Check for compromised passwords with a Chrome extension

Get a warning when passwords are compromised

Sign in to a website with a username and password. Check passwords to see if they have been hacked

How secure are the passwords you use online? Could they have been included in a hacked password database? Add these extensions to Chrome and get instant notifications of password problems.

Security problems seem to be getting worse instead of better and hardly a week goes by without news of a huge hack that has exposed personal details and even leaked user passwords and other login and account details. Tens of thousands, sometimes hundreds of thousands or even millions of people are affected in some of these security breaches.

What can you do about it?

There are two obvious things to do and one is to always use a unique password for each online account that is used, such as email, online storage, website login, social media and so on.

If a site is hacked and passwords are compromised, only that one website or service is affected. This is much better than using the same password across multiple sites, because if one is hacked, they are all hacked and security problems are multiplied.

The other thing you can do is to check whether your passwords have been included in any data breaches. There are websites you can visit to check if a password is known to hackers and the best known of these is Have I Been Pwned. Just enter a password and it will tell you if it has been seen before and if it has been included in a hacked password database.

Have I Been Pwned website checking a password to see if it is compromised

That is useful, but be honest, how often do you visit the website and check a password? Probably not very often. How many of your passwords have you checked? Probably not all of them.

Click the Notify menu on the site and enter your email address to receive a notification when passwords associated with the email are found in security breaches. This is not just for your email account, your address is often used as a login username for sites and you will be notified when there is a problem.

Avast hack check website checks whether passwords have been compromised

An alternative to this website is Avast Hack Check. Enter your email address, the one you use for Facebook, LinkedIn and so on, and it will tell you if the account and password have appeared in any security breaches.

A password manager is an essential utility that enables you to use unique passwords on every site, which helps if there is ever a security breach and only one site is then affected. Here I looked at 11 ways to increase the security in LastPass password manager.

There are more ways to find out if your password has been compromised and there are some great extensions for Chrome that alert you instantly when a bad password is used. Let’s take a look at some of them.

PassProtect

PassProtect is a Chrome extension that tells you when a password has been used before or is known to hackers. When you enter a password into a password box on a web page, it checks with Have I Been Pwned to see if it is known. If it is, it displays a message warning you that it has been compromised.

PassProtect Chrome extension warns if a password is known, common, or included in a security breach

It is brilliant and when you try to log in or sign up anywhere, you immediately see a warning in the browser. It does not stop you using the password and clicking I UNDERSTAND continues.

If you are signing up for an account somewhere, you can immediately try a different password and find one that is not known. If you are logging in somewhere, you can continue, but once logged in, it would be a good idea to visit your account settings and choose a new password.

It is up to you and the message can be ignored if you choose, but there is obviously a risk in this.

Password Checkup extension

Password Checkup extension is from Google and it checks the passwords you enter into websites and services against data breaches known to Google. A warning is displayed if you use a password that has been compromised.

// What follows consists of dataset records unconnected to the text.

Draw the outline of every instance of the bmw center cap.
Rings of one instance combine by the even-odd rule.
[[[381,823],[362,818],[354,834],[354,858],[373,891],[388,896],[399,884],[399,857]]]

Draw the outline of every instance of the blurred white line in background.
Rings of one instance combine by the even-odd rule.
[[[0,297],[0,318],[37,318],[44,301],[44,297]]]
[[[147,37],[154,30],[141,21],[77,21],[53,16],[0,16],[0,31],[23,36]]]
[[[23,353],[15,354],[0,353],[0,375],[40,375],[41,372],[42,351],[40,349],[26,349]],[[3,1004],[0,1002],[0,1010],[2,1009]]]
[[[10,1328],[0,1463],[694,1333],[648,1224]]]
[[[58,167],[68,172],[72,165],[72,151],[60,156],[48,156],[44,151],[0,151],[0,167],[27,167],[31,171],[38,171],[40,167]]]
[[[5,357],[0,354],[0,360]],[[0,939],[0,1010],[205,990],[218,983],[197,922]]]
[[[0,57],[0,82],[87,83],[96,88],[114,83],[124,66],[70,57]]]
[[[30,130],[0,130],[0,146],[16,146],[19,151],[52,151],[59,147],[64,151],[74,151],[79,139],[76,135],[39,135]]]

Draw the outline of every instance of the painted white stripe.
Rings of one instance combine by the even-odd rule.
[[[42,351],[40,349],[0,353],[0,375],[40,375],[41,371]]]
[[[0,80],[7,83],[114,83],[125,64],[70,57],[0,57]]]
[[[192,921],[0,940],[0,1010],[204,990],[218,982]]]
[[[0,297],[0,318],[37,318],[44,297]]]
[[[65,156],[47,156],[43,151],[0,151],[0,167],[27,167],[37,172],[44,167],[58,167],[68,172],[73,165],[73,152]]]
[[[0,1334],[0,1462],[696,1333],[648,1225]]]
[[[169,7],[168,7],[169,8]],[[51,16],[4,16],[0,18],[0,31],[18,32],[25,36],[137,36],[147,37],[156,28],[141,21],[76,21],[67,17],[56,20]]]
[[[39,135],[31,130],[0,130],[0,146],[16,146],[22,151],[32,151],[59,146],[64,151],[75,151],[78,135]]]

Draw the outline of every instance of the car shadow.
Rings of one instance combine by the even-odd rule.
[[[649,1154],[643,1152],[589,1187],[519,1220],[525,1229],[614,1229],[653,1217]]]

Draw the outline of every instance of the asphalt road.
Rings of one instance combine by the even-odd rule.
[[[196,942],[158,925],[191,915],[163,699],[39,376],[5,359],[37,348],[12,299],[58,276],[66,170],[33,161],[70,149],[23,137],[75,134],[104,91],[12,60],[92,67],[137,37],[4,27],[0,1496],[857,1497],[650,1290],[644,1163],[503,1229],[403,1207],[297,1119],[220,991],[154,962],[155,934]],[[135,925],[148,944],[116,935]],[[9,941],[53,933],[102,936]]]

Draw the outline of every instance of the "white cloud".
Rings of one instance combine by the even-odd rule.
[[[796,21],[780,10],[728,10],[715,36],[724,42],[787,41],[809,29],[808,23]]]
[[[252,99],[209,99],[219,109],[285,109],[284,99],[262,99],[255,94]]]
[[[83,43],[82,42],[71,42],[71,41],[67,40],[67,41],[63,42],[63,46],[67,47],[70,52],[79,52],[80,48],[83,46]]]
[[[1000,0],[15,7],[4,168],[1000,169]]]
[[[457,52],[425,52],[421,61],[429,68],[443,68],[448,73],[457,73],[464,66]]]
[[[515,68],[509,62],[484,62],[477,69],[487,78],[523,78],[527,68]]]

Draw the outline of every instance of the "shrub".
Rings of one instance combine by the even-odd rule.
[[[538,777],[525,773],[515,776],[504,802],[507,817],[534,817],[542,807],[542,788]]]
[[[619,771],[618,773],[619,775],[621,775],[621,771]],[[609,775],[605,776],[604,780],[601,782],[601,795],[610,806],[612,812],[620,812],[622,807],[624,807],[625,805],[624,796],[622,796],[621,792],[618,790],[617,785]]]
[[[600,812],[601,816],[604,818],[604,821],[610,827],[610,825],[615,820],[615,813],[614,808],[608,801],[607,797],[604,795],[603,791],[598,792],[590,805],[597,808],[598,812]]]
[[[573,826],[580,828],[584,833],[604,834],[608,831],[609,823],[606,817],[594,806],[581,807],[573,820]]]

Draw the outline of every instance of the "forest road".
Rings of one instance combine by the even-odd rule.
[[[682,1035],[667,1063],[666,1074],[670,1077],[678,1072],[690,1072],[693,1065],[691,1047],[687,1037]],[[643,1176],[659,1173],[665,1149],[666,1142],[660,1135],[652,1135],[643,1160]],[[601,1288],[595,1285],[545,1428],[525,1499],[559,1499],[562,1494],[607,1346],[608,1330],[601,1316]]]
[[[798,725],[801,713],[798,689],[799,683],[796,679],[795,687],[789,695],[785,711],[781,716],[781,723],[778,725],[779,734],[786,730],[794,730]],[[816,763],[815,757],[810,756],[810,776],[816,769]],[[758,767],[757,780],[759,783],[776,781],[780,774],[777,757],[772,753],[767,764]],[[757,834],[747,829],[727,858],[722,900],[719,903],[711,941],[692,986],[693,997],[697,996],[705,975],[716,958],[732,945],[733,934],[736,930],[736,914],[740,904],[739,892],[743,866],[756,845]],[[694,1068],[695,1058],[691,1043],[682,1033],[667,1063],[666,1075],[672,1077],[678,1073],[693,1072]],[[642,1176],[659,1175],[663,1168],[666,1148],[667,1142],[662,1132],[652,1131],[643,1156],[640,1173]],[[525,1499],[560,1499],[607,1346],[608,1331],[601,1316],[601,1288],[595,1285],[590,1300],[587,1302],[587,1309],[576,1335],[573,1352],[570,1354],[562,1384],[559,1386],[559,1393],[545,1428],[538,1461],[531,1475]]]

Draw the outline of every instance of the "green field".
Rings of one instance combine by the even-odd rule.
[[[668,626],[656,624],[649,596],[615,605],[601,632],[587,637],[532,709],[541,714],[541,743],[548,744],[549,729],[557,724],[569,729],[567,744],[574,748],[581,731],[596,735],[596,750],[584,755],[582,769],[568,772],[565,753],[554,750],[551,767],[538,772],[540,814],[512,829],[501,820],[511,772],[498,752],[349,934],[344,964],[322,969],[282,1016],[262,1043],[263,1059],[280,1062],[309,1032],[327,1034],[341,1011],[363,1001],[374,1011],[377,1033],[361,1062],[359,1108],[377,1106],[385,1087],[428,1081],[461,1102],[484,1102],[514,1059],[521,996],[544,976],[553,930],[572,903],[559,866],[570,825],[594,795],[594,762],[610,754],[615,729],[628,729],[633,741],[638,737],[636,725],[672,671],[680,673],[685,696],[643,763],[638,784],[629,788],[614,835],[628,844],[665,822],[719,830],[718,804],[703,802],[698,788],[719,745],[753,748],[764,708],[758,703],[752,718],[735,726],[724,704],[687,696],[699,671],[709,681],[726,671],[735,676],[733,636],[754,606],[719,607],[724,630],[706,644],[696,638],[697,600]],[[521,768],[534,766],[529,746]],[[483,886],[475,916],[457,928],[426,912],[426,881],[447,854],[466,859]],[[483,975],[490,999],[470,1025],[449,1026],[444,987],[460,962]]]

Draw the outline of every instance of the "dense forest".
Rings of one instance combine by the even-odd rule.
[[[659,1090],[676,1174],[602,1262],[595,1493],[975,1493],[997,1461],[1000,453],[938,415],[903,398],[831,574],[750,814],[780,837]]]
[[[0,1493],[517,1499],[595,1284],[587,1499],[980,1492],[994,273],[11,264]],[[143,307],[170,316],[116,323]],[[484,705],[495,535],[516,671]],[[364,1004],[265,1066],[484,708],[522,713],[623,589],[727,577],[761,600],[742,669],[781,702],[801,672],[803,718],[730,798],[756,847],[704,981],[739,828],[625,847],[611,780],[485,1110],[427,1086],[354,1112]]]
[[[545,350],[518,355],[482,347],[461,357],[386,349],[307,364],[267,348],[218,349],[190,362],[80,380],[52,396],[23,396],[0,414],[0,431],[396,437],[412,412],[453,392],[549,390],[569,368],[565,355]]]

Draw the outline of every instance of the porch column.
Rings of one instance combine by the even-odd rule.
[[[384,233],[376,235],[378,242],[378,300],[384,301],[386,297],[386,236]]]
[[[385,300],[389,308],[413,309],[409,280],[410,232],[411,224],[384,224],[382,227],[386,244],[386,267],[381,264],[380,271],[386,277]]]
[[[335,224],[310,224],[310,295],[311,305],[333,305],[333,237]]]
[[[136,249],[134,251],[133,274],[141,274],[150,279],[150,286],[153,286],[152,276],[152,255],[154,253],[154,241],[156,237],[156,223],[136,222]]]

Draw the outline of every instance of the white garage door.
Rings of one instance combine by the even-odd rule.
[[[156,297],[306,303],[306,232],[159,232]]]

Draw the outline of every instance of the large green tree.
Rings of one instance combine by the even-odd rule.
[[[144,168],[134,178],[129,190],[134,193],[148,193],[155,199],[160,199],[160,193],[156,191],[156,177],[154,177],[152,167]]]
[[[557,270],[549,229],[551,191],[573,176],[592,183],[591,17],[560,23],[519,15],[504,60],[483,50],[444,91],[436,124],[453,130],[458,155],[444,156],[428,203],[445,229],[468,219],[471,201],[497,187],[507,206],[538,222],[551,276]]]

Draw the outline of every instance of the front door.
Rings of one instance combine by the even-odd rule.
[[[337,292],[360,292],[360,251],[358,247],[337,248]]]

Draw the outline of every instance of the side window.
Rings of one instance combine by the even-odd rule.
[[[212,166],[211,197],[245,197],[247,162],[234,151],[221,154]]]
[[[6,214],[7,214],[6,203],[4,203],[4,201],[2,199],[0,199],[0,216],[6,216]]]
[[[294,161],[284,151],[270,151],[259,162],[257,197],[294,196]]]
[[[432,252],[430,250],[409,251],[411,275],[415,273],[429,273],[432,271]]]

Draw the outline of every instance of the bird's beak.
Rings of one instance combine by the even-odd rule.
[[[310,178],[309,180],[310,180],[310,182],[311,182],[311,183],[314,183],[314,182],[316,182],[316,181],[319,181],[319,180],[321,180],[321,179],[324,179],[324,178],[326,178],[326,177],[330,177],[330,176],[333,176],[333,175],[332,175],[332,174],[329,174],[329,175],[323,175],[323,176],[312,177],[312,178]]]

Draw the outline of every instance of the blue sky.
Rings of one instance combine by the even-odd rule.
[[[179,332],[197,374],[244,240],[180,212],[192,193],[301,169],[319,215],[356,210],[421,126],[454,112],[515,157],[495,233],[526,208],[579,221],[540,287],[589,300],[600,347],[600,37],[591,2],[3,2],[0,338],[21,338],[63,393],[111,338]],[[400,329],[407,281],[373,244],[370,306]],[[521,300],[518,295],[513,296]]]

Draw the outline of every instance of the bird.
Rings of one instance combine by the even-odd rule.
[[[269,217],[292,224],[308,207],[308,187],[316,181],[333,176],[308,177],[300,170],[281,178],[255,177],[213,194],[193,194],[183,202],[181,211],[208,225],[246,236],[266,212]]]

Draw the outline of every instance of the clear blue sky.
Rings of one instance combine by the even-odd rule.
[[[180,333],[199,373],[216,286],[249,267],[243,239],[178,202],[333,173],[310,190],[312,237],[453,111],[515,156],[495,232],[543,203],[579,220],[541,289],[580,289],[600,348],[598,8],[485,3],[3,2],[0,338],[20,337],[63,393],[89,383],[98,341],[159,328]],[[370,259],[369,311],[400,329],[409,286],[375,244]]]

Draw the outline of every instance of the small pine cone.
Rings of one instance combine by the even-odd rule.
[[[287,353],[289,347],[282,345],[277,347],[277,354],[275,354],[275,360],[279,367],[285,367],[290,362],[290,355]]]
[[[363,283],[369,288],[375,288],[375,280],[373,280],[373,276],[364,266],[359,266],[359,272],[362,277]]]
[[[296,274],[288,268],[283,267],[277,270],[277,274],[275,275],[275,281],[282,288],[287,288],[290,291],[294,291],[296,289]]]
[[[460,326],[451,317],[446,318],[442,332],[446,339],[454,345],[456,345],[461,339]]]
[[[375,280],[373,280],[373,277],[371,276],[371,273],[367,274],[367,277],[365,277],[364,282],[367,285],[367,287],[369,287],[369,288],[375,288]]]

Password Checkup Chrome extension warns if a password you use has been compromised

It sounds like a great idea and I tried hard to trigger a warning by using obvious passwords like abc123 and qwerty to log into sites, but I could not get it to show a warning. The extension uses a lot of memory and Chrome task manager reported it using 360 MB on my PC. However, the extension does have a 4.1 rating and 723,000 users, so don’t write it off completely, it may just be me.

Password Alert

Password Alert is another extension from Google and like Password Checkup extension, it aims to protect you by alerting you whenever you use a password you shouldn’t be using.

What makes this extension different is that it only protects yous Google account. If you use your Google password anywhere else apart from a Google site, a warning is displayed. A lot of people use the same password across multiple sites and if one is hacked, their hacker knows the password to several other sites. This protects your Google account by preventing you using the password elsewhere.

I tried to trigger a warning by using my Google password elsewhere, but I did not see any warning. It did not seem to work for me, but it has 726,000 users and quite a good 4.3 rating, so it could be just me. Perhaps you need to use both your Gmail address as your username as well as your Google password at a non-Google site, which I never do for obvious reasons.

Final thoughts

I could not get either of Google’s password checker extensions to produce warnings, but enough users report that these extensions are useful to make them worth trying and you may have better luck than me.

PassProtect Chrome extension worked brilliantly and I recommend you add this to Chrome to check the passwords you use across the web. It instantly alerts you if you use a password that is known, common, or included in a security breach. It will not stop you using one, but armed with the knowledge that it is unsafe, you can change it. PassProtect is recommended.